This is an automated email from the ASF dual-hosted git repository.
potiuk pushed a commit to branch main
in repository https://gitbox.apache.org/repos/asf/airflow.git
The following commit(s) were added to refs/heads/main by this push:
new 4ea1ebf56c8 Added paginated_run method to KiotaRequestAdapterHook in
MSGraph (#57536)
4ea1ebf56c8 is described below
commit 4ea1ebf56c8417bebe989891fd57b48a815dcf02
Author: David Blain <[email protected]>
AuthorDate: Mon Dec 8 20:35:18 2025 +0000
Added paginated_run method to KiotaRequestAdapterHook in MSGraph (#57536)
* refactor: Added paginated_run method to KiotaRequestAdapterHook
* refactor: Make execution of pagination function dynamic in
KiotaRequestAdapterHook
* refactor: Refactored PaginationCallable as protocol in
KiotaRequestAdapterHook
* Revert "refactor: Refactored PaginationCallable as protocol in
KiotaRequestAdapterHook"
This reverts commit 1885132835a1523d9a4cf800c637c40cc928936c.

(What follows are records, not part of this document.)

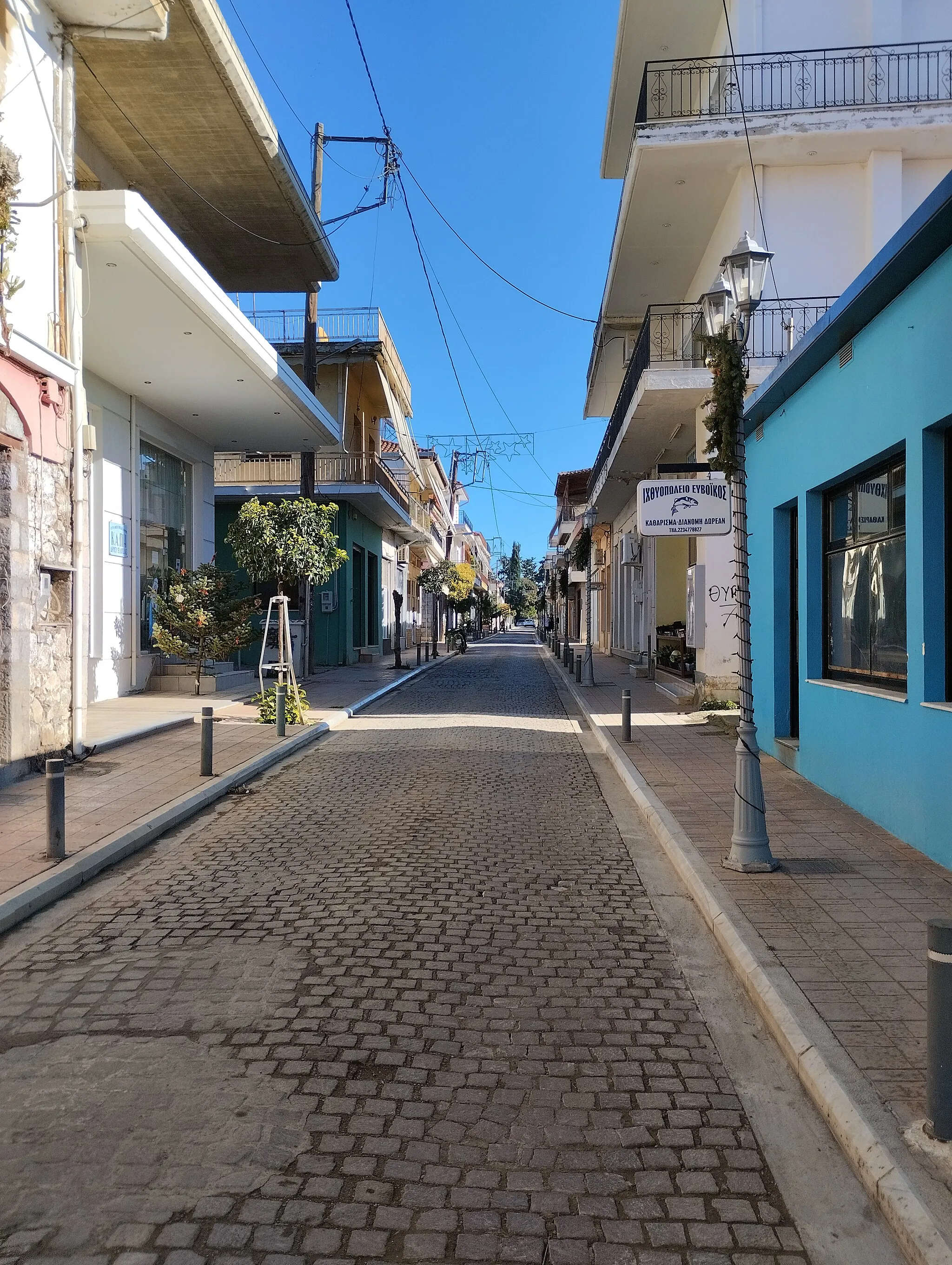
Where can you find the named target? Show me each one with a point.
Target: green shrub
(267, 705)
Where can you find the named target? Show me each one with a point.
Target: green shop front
(347, 609)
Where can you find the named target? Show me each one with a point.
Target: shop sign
(118, 540)
(684, 508)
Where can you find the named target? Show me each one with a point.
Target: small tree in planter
(286, 542)
(201, 618)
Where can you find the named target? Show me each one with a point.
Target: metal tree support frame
(286, 656)
(814, 79)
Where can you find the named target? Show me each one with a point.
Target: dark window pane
(898, 489)
(888, 607)
(873, 508)
(841, 517)
(849, 610)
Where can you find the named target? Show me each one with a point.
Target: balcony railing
(258, 468)
(286, 328)
(261, 470)
(334, 326)
(672, 334)
(817, 79)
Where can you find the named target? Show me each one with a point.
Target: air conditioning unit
(631, 549)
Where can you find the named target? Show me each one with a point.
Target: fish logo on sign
(683, 503)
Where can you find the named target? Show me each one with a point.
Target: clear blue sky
(498, 108)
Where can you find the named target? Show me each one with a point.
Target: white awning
(159, 327)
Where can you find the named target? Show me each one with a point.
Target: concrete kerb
(48, 887)
(912, 1222)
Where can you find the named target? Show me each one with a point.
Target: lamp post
(588, 676)
(730, 304)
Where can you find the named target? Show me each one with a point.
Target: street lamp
(728, 305)
(588, 676)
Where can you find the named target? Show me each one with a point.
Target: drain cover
(807, 866)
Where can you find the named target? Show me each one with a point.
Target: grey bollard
(56, 810)
(280, 707)
(939, 1029)
(206, 740)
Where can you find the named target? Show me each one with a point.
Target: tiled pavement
(113, 791)
(408, 1004)
(855, 943)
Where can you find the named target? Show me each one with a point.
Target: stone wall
(36, 662)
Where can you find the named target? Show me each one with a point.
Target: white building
(844, 145)
(129, 365)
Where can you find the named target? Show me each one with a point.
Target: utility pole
(311, 309)
(308, 461)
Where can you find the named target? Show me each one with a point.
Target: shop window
(165, 526)
(865, 580)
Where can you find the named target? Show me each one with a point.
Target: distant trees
(520, 586)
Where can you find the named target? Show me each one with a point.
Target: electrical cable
(542, 303)
(180, 176)
(750, 152)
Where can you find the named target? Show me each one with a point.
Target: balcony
(362, 479)
(817, 79)
(670, 338)
(345, 328)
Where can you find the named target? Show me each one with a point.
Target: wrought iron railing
(256, 470)
(817, 79)
(673, 334)
(285, 327)
(334, 324)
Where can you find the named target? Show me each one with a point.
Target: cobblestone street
(408, 1002)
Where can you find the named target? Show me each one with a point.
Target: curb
(48, 887)
(919, 1238)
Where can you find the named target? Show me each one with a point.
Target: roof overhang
(183, 122)
(160, 328)
(114, 20)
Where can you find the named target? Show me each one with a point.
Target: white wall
(117, 666)
(921, 176)
(26, 131)
(816, 220)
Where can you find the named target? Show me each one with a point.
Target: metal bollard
(206, 740)
(56, 810)
(280, 707)
(939, 1029)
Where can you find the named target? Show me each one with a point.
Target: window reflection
(865, 579)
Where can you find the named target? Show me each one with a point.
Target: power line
(750, 152)
(542, 303)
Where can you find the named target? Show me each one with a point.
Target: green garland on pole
(725, 357)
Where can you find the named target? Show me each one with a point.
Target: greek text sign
(684, 508)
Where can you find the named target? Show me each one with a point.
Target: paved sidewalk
(120, 787)
(854, 940)
(433, 1019)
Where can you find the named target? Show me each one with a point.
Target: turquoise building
(850, 487)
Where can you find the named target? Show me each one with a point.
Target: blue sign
(118, 540)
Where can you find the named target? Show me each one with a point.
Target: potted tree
(284, 543)
(203, 618)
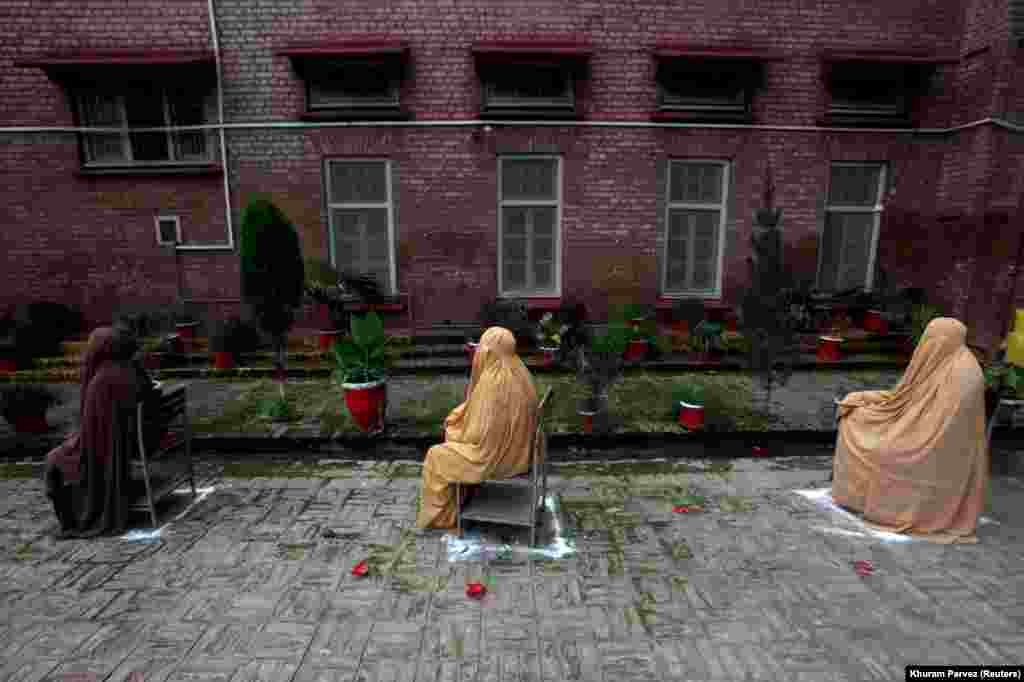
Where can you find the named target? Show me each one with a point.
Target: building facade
(527, 148)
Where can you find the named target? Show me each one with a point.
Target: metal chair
(173, 408)
(513, 501)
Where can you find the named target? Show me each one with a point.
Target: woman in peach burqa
(914, 459)
(87, 475)
(488, 435)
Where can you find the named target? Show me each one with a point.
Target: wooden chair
(513, 501)
(162, 469)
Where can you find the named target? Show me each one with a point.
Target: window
(869, 91)
(347, 84)
(695, 221)
(142, 107)
(705, 86)
(361, 219)
(168, 229)
(529, 213)
(516, 86)
(851, 230)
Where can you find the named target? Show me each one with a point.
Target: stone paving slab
(759, 586)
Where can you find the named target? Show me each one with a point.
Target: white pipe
(223, 144)
(471, 123)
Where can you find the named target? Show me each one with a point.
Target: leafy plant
(16, 399)
(921, 315)
(365, 357)
(550, 331)
(688, 392)
(272, 272)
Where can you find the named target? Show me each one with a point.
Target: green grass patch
(281, 470)
(14, 471)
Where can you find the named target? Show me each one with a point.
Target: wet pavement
(755, 581)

* refactor: Ignore type with execute_callable
* refactor: Fixed default_pagination in MSGraphAsyncOperator
* fix: url of default_pagination should be optional
* fix: Fixed unit test related to pagination with operator
* Revert "fix: Fixed unit test related to pagination with operator"
This reverts commit 2ff2fa181486d44bde67ad80de47cc6877cb1030.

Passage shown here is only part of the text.